Notre Dame Football: A Dark Horse BCS Championship Contender

Max ManasevitContributor IIISeptember 5, 2012

NEW YORK, NY - MARCH 08: The Notre Dame Fighting Irish mascot cheers on the court during a timeout against the South Florida Bulls during the quarterfinals of the Big East Men's Basketball Tournament at Madison Square Garden on March 8, 2012 in New York City.  (Photo by Chris Trotman/Getty Images)
Chris Trotman/Getty Images

Just asking the question, could this finally be year the Notre Dame returns to prominence, elicits groans from college football fans who have been force-fed the hype for years. The talk is rarely generated by the Fighting Irish's improved play, but rather a yearning by the sports media for college football's most iconic program to return to prominence.

This year however, Notre Dame could be a legitimate BCS Championship contender.

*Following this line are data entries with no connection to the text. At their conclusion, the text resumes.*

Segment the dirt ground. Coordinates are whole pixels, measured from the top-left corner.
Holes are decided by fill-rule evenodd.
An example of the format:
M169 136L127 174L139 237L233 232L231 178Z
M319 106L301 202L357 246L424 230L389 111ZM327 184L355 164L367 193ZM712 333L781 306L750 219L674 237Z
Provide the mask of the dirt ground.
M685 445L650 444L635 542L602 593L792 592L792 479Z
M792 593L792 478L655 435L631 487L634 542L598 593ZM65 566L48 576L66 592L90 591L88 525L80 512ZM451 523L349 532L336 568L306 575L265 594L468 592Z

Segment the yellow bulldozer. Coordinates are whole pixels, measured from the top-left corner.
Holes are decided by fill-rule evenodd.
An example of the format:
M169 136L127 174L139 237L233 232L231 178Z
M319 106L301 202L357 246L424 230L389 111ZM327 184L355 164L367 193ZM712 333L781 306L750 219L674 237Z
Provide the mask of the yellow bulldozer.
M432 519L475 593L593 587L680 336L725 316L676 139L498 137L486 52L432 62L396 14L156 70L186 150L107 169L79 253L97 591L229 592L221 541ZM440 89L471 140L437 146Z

The Irish are coming off a dominant victory over Navy. The fact that Notre Dame beat a mediocre Navy squad is not that impressive. The dominant nature of the victory, however, showed that this team has little resemblance to last year's bumbling turnover-prone squad.

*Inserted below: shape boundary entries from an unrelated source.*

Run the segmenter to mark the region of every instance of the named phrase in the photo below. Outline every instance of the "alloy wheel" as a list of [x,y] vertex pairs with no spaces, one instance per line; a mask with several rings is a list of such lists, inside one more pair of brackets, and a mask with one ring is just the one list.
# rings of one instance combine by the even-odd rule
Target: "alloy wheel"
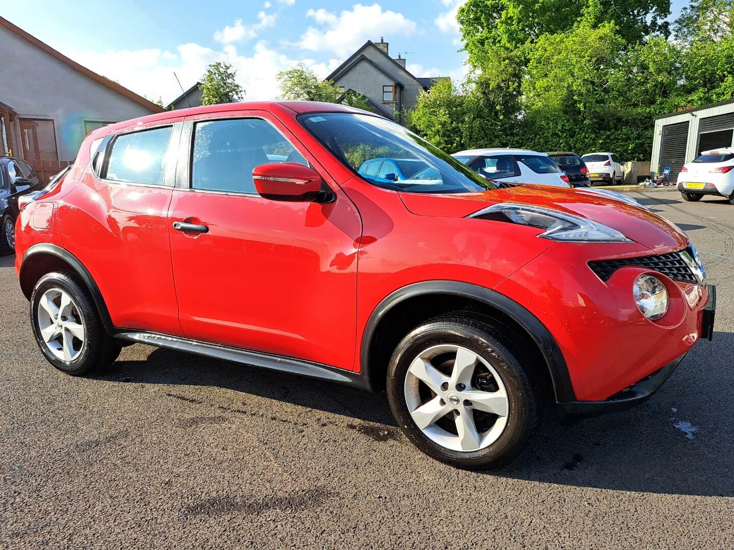
[[434,345],[418,354],[406,373],[404,396],[418,428],[451,450],[484,449],[507,425],[509,400],[499,375],[460,345]]
[[15,225],[10,218],[5,220],[5,241],[11,250],[15,249]]
[[71,296],[60,288],[43,293],[36,320],[48,351],[62,361],[73,361],[84,345],[84,323]]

The Irish have talent (the 10th and 14th best recruiting classes in 2011 and 2010 respectfully). The question is, can they play disciplined football for sixty minutes?

Last week, against Navy, they showed that they could.

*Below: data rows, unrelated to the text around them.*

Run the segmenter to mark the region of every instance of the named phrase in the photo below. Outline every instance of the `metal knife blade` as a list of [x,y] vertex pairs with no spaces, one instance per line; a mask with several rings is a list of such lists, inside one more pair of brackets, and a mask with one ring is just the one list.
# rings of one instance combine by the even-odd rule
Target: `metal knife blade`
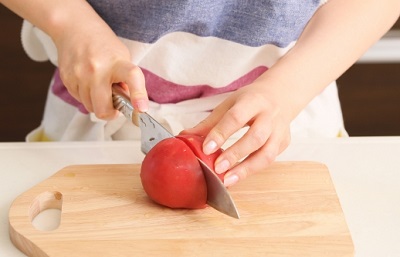
[[[134,122],[134,108],[129,96],[118,85],[114,85],[112,91],[114,108]],[[141,131],[141,150],[144,154],[147,154],[161,140],[174,137],[171,132],[147,113],[139,113],[139,127]],[[224,184],[207,164],[199,158],[197,160],[202,167],[207,183],[207,204],[217,211],[239,219],[239,212]]]

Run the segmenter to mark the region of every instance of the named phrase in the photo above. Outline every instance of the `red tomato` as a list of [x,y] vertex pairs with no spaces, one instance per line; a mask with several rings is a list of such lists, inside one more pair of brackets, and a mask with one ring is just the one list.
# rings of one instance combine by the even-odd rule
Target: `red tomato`
[[[207,185],[198,156],[214,168],[222,150],[205,155],[204,138],[179,135],[154,146],[145,156],[140,177],[143,189],[155,202],[170,208],[199,209],[207,203]],[[223,180],[223,174],[219,175]]]

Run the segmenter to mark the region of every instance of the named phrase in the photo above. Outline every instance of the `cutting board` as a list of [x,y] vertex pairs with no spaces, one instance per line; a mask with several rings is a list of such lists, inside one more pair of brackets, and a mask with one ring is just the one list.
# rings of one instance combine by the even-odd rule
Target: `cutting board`
[[[13,202],[12,242],[28,256],[353,256],[323,164],[276,162],[229,188],[240,219],[157,205],[139,173],[139,164],[58,171]],[[58,228],[35,228],[49,208],[61,210]]]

Notre Dame will have to continue to play near perfect football if it hopes to survive its brutal gauntlet of a schedule. The Irish cannot afford any mistakes when they visit a very strong Michigan State team in East Lansing, square off against Oklahoma in Norman or battle a dominant USC squad in L.A.

Notre Dame should not be favored in any of those three games.

However, if Notre Dame plays its best football against each of those teams (and gets a few lucky bounces), it could very well end the season having claimed wins over the best squads in the Big-10, Big-12 and Pac-12. 

It would be a resume that demanded a trip to the title game.

It is more likely that Notre Dame loses an absurdly winnable game (looking at you, Purdue and Pittsburgh) and that the "Irish are back" talk will be stopped dead in its track.

The talent is there though, and maybe—just maybe—for the first time since Lou Holtz roamed the sidelines, South Bend boasts a legitimate title contender.